It is in my nature to find the positive in just about anything so it pains me when the evidence is to the contrary and I have to deliver the not so good news...he's just not that into you.
This happened when a woman around my age came to me at the encouragement of the couples therapist she was seeing with her estranged husband.
After twenty years of marriage, and after their youngest kid went off to college, he decided to let her know that he hasn't been "in love" with her for years. She's a home body, he's a motorcycling hell raiser. She's a Volvo, he's a Harley. She's predictable and boring, he's an exciting adventurer. (Actually he's a dentist in the suburbs.) Oh, and he's leaving her to live in a loft in the city.

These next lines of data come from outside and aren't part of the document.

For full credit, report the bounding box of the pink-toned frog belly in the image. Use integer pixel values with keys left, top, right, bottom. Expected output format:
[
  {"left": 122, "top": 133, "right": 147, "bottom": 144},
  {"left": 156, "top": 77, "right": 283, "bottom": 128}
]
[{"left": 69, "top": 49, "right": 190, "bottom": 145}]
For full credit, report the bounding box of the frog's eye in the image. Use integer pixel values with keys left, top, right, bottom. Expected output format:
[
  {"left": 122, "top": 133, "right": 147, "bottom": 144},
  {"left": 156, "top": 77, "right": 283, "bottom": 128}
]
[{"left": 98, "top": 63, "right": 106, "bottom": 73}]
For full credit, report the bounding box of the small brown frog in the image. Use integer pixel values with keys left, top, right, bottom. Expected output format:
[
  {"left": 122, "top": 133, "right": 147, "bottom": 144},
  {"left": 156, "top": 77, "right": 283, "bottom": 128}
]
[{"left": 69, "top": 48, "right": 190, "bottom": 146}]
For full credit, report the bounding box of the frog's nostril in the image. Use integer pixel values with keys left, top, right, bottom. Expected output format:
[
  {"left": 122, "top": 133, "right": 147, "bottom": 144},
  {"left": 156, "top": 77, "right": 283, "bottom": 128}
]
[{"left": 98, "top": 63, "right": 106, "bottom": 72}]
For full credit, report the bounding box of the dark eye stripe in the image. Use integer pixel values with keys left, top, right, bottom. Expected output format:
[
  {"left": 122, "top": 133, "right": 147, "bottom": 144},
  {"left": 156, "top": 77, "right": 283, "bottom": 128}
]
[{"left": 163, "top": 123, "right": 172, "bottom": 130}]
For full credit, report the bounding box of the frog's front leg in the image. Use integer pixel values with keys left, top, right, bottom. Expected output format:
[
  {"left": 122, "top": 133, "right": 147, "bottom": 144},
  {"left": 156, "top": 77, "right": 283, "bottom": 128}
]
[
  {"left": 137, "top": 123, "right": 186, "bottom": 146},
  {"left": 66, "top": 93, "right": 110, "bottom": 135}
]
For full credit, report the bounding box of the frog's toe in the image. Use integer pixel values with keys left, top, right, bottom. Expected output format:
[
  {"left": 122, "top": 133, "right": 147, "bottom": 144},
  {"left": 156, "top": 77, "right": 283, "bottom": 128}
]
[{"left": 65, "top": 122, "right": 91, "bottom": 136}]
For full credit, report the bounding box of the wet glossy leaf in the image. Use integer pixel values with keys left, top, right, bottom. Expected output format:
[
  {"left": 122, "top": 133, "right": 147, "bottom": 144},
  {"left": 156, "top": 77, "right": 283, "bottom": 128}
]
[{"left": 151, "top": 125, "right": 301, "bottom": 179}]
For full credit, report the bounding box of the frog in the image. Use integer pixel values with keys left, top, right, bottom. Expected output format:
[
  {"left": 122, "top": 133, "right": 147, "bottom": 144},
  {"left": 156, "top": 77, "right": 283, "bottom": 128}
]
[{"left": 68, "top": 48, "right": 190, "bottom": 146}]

Is this a mid-life crisis? Maybe, or maybe he's just a narcissistic jerk. Either way, her life was traumatically torn apart at the point where she was most vulnerable. While this scenario may sound like a cliche, it's anything but to the women, and men, living through it. In this particular case, more and more evidence piled up that the husband had been acting selfishly throughout the marriage, while she voluntarily set aside her ego to feed his.
My advice to her? Get mad. And, this is important, use the mad, not to rant at him, but to take responsibility for herself and, even more productively, to find her lost self-esteem. It took some time, but she managed it. After the divorce, she discovered her inner travel bug and now thinks nothing of trekking around the Patagonian glaciers with her close (divorced) friends. Who's the adventurer now?
Video Viewing: The First Wives Club
[Disclaimer: The characters described above are fictionalized composites of people I have worked with over the past twenty-something years of my career. Any similarity to real people is coincidence.]